Un poète qatari a été condamné jeudi 29 novembre à la prison à vie. Son crime : avoir critiqué l’émir et fait l’éloge du « printemps arabe », que Doha a encouragé en Libye, en Egypte, en Tunisie, au Yémen et en Syrie. "Un tribunal qatari a condamné à la perpétuité Mohammed Al-Ajami, alias Ibn Al-Dhib, jugé sous trois accusations : incitation au renversement du régime, diffamation du prince héritier, Tamim Ben Hamad Al-Thani, et atteinte à la Constitution, a déclaré à l’AFP Me Néjib Al-Naïmi.
Il a ajouté qu’il allait interjeter appel la semaine prochaine contre ce verdict, rendu « au terme de six audiences, pour la plupart secrètes ». L’avocat a indiqué avoir émis en vain des réserves sur la composition du tribunal, dont le président, un Soudanais, « était lui-même juge d’instruction » dans l’affaire de son client.
« UNE ATTEINTE SCANDALEUSE À LA LIBERTÉ D’EXPRESSION »
En vertu des accusations retenues contre lui, le poète était passible d’une peine de cinq ans de prison au maximum, a encore dit Me Naïmi, un ancien ministre de la justice du Qatar, soulignant que « la perpétuité ne s’applique qu’en cas de tentative de coup d’Etat ».
Amnesty International s’est aussitôt élevé contre le verdict qui a « toutes les caractéristiques d’une atteinte scandaleuse à la liberté d’expression », et appelé à la libération du poète, présenté comme « un prisonnier d’opinion ».
« POÈME DU JARDIN »
Le poète avait été arrêté le 16 novembre 2011. Amnesty avait indiqué que la justice du Qatar lui reprochait d’avoir écrit en 2010 un poème critiquant l’émir, mais que selon des militants du Golfe, la véritable raison de son arrestation est son « Poème du jardin », écrit en 2011 alors qu’avait commencé le « printemps arabe ».
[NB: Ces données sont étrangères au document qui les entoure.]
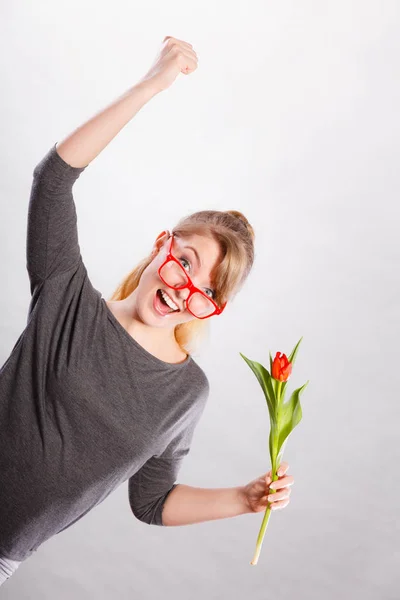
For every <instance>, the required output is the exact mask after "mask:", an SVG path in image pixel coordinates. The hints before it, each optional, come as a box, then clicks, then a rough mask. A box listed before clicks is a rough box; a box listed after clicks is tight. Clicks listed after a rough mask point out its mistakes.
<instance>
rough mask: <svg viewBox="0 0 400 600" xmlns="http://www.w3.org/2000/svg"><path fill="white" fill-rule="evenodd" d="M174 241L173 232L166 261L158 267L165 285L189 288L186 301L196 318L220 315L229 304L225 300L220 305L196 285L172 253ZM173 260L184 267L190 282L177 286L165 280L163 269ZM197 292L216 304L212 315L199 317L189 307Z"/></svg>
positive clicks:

Ce poème rend hommage à la révolution tunisienne et exprime l’espoir que le changement touche d’autres pays arabes, affirmant : « Nous sommes tous la Tunisie face à une élite répressive. » Richissime état gazier du Golfe, le Qatar a été épargné par la vague de contestation qui a soufflé sur le monde arabe.